Most dogs with Valley Fever are treated as outpatients. Supportive care for these dogs includes restricting their activity until clinical signs of the infection resolve. Dogs should be fed a high quality, extremely palatable diet with free access to fresh water. If necessary, patients can be hospitalized and provided with oxygen supplementation.
Diagnosis of Valley Fever should be rapidly followed by oral anti-fungal therapy. The anti-fungal drugs currently available are in the imidazole, or "azole," pharmaceutical group. They include itraconazole, ketoconazole and fluconazole, although of course with time newer medications may become available. Ketoconazole can be effective and is the least costly, but it carries the risk of more adverse side effects, including liver damage, vomiting and loss of appetite. Itraconazole is more expensive than ketoconazole and may or may not have fewer side effects. Fluconazole has the best penetration of the eye and central nervous system and is the most commonly used anti-fungal drug, although it is costly. Amphotericin B is another highly-effective anti-fungal medication that can be used when a dog does not tolerate or respond well to treatment with the azole drugs. It can also be used in combination with an azole drug. However, Amphotericin B is highly nephrotoxic and can cause significant kidney damage. An even newer drug, Lufenuron, has shown promising results in the treatment of disseminated coccidioidomycosis in dogs.

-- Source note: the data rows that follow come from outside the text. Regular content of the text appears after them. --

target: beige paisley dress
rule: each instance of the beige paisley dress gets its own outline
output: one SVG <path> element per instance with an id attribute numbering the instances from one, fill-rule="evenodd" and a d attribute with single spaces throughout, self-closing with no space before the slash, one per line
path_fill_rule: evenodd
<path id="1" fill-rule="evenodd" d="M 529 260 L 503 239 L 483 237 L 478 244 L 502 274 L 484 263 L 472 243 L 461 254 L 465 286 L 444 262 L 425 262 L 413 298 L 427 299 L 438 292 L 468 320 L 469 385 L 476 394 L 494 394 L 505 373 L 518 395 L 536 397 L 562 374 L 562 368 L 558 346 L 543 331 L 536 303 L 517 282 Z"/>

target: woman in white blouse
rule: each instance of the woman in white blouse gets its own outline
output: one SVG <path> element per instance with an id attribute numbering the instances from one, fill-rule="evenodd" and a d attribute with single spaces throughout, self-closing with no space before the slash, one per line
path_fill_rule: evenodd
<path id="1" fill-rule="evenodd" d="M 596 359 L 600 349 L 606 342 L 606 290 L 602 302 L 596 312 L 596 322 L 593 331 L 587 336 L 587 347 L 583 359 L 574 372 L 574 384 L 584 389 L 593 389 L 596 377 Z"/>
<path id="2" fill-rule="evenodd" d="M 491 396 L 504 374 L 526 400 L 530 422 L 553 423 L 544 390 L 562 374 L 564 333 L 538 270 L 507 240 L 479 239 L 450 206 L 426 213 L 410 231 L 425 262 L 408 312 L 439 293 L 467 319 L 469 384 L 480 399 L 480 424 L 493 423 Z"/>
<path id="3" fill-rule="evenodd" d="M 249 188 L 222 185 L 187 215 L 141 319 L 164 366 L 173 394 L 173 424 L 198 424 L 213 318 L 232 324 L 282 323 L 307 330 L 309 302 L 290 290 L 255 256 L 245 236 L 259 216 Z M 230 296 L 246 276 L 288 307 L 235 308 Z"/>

Whichever anti-fungal medications are chosen, they must be administered precisely in accordance with a veterinarian's directions. This will typically be twice a day, for at least six to twelve months, and maybe longer. Medical therapy must continue for several months after the dog's symptoms have resolved, so that long-term suppression of the fungus can be achieved. Anti-fungal medications can be toxic to dogs. They can cause liver dysfunction, kidney damage, gastrointestinal upset and adverse skin reactions, and they require close medical management. Blood testing every 3 to 4 months after completion of drug therapy is recommended to monitor progress. Unfortunately, relapses are common.
The prognosis for dogs that only develop respiratory signs of Valley Fever is fair to good. Sadly, the prognosis for dogs with disseminated systemic disease is guarded to grave.